🤖 AI Summary
This work addresses the prevalent modality fragmentation problem in generative recommendation (GR), where existing methods typically rely on single-modality inputs (e.g., text only) and thus fail to capture the heterogeneous multimodal content of real-world items. We propose, for the first time, the Multimodal Generative Recommendation (MGR) paradigm. To achieve unified semantic modeling across heterogeneous modalities (e.g., image and text), we design MGR-LF++, a late-fusion framework that introduces a contrastive modality alignment mechanism and modality-specific token embeddings to enhance cross-modal semantic consistency.

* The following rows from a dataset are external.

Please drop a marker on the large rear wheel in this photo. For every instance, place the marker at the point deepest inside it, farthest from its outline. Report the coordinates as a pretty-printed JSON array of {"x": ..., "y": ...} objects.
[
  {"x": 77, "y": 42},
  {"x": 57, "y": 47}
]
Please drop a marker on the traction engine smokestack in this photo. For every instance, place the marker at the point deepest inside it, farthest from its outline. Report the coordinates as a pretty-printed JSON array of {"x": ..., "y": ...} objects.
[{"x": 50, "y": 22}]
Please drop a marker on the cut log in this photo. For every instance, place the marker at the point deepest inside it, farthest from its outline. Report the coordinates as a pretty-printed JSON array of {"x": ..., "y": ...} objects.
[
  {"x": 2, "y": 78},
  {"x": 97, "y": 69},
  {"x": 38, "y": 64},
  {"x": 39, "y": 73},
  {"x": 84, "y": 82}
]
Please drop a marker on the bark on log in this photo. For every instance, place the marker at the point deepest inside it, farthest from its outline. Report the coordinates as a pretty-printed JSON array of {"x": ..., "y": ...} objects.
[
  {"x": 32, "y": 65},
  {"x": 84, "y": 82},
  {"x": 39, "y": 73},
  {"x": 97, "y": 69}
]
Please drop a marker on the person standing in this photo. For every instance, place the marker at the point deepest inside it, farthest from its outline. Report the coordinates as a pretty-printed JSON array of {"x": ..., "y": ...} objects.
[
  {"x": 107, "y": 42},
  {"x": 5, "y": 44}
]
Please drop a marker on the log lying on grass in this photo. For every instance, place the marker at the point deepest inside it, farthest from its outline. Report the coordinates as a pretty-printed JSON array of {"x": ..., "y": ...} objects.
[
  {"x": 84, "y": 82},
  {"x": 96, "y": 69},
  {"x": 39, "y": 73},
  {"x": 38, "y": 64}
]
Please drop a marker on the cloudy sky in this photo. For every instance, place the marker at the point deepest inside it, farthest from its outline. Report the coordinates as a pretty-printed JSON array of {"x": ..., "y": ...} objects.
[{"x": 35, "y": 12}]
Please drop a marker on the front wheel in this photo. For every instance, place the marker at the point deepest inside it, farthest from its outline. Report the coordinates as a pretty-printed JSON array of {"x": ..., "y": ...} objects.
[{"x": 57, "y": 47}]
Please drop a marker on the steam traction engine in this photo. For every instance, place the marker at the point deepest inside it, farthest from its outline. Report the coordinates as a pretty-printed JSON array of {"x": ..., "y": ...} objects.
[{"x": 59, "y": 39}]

Built upon an autoregressive generation architecture, MGR-LF++ achieves over 20% average improvement over unimodal baselines across multiple benchmark datasets, significantly boosting both recommendation relevance and generated output quality.
📝 Abstract
Generative recommendation (GR) has become a powerful paradigm in recommendation systems that implicitly links modality and semantics to item representation, in contrast to previous methods that relied on non-semantic item identifiers in autoregressive models. However, previous research has predominantly treated modalities in isolation, typically assuming item content is unimodal (usually text). We argue that this is a significant limitation given the rich, multimodal nature of real-world data and the potential sensitivity of GR models to modality choices and usage. Our work aims to explore the critical problem of Multimodal Generative Recommendation (MGR), highlighting the importance of modality choices in GR nframeworks. We reveal that GR models are particularly sensitive to different modalities and examine the challenges in achieving effective GR when multiple modalities are available. By evaluating design strategies for effectively leveraging multiple modalities, we identify key challenges and introduce MGR-LF++, an enhanced late fusion framework that employs contrastive modality alignment and special tokens to denote different modalities, achieving a performance improvement of over 20% compared to single-modality alternatives.